O EMB-120 Brasília foi produzido entre 1983 e 2001; ao todo foram fabricadas 354 unidades (Embraer)

O EMB-120 Brasília foi o último turboélice comercial da Embraer; produção foi encerrada em 2003 (Embraer)

O presidente-executivo e CEO da Embraer Aviação Comercial, John Slattery, disse nesta semana que a fabricante pode lançar um novo avião turboélice comercial se o acordo de joint venture com a Boeing for adiante. Mas o que a companhia norte-americana acha isso?

“A Boeing está familiarizada com o atual estuda da Embraer para o desenvolvimento de um novo turboélice”, disse um porta-voz da Boeing ao Aviation Daily. “Estamos ansiosos para analisar o caso de negócios e estamos animados com a possibilidade desse novo avião ser desenvolvido e produzido pela joint venture que estamos planejando.”

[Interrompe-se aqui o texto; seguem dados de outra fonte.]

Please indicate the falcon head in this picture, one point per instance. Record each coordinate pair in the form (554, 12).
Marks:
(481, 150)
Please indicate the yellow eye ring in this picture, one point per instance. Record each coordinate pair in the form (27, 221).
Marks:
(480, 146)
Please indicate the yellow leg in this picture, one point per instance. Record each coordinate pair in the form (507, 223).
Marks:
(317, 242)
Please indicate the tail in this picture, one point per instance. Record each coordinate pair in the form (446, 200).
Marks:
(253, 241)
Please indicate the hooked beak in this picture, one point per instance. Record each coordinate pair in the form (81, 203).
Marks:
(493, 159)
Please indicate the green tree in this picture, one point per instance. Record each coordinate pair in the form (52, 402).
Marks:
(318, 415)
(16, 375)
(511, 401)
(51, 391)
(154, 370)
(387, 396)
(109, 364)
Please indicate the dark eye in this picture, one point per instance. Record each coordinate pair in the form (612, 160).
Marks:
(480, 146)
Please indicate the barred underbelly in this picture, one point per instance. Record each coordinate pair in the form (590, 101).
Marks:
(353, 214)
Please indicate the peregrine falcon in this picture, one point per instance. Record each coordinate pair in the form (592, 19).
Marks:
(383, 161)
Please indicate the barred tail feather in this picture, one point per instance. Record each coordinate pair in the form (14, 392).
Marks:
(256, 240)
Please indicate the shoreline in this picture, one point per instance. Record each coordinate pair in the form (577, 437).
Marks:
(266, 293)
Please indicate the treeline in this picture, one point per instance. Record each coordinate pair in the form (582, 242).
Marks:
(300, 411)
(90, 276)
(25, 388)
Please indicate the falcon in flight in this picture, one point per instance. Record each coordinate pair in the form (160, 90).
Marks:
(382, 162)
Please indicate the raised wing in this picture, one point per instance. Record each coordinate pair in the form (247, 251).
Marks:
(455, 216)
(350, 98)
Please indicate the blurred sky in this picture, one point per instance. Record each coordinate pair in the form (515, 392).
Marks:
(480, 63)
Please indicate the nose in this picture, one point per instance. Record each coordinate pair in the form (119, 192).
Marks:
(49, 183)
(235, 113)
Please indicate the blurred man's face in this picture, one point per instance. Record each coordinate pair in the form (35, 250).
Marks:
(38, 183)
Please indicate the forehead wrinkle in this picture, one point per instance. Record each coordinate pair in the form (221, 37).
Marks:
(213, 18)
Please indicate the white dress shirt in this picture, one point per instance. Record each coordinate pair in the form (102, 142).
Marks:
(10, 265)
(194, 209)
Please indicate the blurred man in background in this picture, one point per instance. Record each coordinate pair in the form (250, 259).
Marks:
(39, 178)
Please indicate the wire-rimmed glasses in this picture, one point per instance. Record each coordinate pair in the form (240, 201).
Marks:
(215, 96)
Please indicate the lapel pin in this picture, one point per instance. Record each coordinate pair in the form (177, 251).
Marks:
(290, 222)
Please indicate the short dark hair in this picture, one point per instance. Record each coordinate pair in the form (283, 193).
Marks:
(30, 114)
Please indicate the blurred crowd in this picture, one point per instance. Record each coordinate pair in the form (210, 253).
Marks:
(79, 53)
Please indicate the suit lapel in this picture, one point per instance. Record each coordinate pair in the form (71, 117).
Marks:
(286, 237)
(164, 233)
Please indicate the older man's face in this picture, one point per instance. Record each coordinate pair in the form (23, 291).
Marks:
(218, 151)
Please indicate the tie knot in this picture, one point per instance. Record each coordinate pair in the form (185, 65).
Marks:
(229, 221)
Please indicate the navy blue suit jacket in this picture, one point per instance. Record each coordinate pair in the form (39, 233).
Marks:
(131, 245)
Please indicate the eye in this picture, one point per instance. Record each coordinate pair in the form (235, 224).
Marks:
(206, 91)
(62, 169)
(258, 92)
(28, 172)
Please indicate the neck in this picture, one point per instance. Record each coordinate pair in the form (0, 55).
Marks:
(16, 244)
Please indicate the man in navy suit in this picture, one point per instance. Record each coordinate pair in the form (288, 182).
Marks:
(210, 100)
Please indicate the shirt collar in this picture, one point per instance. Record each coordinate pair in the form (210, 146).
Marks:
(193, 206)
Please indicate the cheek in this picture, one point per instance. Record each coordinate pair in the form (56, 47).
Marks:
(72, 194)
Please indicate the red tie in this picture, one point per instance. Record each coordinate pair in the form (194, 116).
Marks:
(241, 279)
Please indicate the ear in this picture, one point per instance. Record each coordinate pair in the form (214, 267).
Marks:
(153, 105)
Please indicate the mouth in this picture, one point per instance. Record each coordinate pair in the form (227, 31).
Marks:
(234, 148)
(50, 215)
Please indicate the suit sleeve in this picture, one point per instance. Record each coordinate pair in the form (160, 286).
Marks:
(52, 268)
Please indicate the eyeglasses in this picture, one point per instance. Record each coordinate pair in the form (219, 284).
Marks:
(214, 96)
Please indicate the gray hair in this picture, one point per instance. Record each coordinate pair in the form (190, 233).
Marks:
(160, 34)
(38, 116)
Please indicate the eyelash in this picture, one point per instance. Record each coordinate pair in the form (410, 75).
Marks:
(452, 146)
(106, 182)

O CEO da divisão comercial da Embraer disse na conferência Air Finance Journal Dublin 2020 que a empresa tem como objetivo lançar o novo turboélice no final de 2025 ou no início de 2026. O executivo ainda afirmou que espera por “centenas” de pedidos pela nova aeronave.

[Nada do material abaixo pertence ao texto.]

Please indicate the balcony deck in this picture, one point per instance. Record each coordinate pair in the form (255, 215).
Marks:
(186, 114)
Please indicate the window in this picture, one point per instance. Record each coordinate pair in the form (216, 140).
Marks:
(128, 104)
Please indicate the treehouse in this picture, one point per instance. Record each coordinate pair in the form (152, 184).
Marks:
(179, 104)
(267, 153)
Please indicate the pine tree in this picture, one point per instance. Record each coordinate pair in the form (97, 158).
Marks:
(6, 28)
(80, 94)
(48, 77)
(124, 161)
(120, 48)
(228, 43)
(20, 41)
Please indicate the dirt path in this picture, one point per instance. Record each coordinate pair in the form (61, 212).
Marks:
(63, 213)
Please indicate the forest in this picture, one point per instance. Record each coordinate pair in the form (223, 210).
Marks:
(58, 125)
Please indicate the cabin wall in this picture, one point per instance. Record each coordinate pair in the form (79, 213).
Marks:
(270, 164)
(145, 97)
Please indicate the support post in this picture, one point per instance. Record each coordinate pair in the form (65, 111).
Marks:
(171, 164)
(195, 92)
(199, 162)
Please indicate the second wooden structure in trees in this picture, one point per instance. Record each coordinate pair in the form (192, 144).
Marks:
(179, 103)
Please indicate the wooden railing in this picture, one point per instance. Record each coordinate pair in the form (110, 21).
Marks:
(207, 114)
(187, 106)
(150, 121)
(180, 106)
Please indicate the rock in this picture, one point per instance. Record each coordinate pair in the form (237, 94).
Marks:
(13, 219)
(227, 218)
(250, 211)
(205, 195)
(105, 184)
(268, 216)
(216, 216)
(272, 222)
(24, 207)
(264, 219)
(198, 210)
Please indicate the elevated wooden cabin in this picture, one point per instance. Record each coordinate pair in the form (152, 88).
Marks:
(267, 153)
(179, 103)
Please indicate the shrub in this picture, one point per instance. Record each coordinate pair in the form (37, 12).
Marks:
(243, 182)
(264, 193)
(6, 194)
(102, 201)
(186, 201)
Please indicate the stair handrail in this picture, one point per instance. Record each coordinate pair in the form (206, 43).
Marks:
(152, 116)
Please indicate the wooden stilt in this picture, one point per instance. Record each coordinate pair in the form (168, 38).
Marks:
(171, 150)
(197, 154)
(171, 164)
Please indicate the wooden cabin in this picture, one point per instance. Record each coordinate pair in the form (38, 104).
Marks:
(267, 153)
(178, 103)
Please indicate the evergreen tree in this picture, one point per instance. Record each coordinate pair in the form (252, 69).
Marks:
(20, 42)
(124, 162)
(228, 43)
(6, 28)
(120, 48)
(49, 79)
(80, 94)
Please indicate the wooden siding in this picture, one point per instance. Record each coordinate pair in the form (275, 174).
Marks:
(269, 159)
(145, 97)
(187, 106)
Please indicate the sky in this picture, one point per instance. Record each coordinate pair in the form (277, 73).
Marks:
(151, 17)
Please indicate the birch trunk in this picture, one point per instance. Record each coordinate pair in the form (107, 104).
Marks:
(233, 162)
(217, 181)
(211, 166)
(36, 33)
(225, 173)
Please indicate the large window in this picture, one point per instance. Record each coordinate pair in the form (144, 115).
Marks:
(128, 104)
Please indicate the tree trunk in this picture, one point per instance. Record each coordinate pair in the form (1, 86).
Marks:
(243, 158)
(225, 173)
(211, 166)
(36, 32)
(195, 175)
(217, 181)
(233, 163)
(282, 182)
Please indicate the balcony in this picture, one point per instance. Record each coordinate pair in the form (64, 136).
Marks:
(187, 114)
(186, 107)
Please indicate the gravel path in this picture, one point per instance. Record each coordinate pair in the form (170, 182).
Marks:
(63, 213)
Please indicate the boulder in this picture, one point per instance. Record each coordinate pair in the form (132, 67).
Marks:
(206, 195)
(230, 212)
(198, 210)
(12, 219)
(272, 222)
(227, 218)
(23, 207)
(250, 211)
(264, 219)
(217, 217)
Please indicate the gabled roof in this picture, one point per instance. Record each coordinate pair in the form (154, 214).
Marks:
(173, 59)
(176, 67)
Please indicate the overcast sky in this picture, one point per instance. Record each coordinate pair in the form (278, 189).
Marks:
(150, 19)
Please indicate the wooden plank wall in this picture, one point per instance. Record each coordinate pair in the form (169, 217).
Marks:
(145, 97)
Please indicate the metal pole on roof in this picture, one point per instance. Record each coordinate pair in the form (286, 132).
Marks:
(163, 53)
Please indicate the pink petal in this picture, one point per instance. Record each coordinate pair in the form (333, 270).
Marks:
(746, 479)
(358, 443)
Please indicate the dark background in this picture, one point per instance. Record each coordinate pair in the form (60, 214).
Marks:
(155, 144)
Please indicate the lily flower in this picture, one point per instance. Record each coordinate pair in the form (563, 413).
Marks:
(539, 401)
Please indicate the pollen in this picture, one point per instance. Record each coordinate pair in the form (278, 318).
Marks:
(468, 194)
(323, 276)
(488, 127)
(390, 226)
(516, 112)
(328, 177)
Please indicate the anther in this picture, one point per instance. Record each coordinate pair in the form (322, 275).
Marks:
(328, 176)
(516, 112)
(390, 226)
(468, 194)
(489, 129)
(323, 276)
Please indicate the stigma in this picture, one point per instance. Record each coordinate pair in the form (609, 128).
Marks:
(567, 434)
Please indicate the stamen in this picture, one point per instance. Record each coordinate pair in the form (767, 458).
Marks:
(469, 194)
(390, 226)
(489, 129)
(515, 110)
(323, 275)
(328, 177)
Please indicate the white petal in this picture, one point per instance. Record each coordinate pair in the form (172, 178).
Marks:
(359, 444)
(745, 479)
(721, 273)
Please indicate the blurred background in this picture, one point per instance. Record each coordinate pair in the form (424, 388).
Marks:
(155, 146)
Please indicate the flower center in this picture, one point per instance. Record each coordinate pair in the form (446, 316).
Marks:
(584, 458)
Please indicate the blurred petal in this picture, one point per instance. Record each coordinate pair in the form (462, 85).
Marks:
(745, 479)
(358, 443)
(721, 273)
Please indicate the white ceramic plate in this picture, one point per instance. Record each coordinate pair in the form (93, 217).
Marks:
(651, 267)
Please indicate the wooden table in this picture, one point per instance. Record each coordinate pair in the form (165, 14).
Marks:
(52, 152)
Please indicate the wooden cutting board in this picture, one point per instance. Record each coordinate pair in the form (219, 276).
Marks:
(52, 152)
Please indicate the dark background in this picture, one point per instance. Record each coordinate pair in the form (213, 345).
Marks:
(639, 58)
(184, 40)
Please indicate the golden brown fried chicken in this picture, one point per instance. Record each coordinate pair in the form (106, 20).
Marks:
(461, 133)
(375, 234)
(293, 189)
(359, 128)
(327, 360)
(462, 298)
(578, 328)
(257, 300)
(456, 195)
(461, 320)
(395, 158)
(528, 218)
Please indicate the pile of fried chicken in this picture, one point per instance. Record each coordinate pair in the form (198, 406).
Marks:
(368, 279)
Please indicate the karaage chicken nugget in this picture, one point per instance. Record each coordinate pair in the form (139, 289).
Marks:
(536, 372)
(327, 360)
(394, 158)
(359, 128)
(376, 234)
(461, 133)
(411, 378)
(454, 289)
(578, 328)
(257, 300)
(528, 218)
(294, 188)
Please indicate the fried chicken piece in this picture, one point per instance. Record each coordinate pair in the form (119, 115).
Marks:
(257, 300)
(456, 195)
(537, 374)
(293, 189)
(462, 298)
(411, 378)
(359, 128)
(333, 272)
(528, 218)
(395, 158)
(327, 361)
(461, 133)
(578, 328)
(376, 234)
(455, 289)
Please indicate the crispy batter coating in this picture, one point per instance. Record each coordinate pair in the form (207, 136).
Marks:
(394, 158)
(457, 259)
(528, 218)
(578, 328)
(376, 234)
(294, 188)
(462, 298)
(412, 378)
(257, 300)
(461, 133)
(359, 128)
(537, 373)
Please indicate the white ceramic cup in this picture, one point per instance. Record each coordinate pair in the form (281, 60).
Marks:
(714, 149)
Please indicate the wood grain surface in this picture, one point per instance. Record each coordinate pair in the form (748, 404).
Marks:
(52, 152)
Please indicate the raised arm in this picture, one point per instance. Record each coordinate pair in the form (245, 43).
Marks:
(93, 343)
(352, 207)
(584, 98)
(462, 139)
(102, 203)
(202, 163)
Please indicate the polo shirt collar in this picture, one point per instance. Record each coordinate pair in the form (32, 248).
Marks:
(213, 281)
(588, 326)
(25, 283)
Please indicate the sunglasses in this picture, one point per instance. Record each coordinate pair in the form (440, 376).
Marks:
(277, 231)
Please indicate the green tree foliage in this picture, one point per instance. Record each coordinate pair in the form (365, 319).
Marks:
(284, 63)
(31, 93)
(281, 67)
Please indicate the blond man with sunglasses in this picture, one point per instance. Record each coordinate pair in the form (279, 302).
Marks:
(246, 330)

Slattery reiterou que o cronograma de entrada em serviço do turboélice para 2025/2026 é crucial por duas razões: primeiro, nessa época várias empresas aéreas estarão prestes a tomar uma decisão para substituir seus turboélices mais antigos. Em segundo, a Embraer acredita que aeronaves híbridas-elétricas podem ser viáveis em rotas regionais por volta de 2035, dando ao fabricante apenas 10 anos para recuperar o investimento antes da chegada de um novo concorrente.

O executivo também acredita que a ATR deve reagir lançando uma nova aeronave, caso a Embraer avance no lançamento de um novo turboélice em parceria com a Boeing. Parte do grupo Airbus, a fabricante franco-italiana ATR detém atualmente mais de 80% de participação no segmento de aviões turboélices comerciais com os modelos ATR 42 e ATR 72.

Os aviões da ATR dominam mais de 80% do segmento dos turboélices comerciais (ATR)

De acordo com Slattery, a Embraer está analisando projetar uma família de turboélices com duas opções na extremidade superior (algo entre 70 e 90 assentos) do mercado e que mais adiante pode ser complementada por uma terceira variante menor, possivelmente com sistema de motorização híbrida. A aeronave “terá a aparência de um (Embraer) E2.”

O projeto de um novo turboélice, como Slattery disse repetidas vezes, só é possível se houver o acordo com a Boeing. “Sem joint venture, sem turboélice”, disse o executivo nesta semana à agência Reuters, acrescentando que a Embraer não tem recursos para desenvolver sozinha um avião comercial de última geração.

O acordo entre as fabricantes, no qual a Boeing vai adquirir 80% da Embraer Aviação Comercial, ainda aguarda pelo sinal verde de órgãos reguladores de concorrência. A expectativa das empresas é de a joint venture seja aprovada até o final de abril.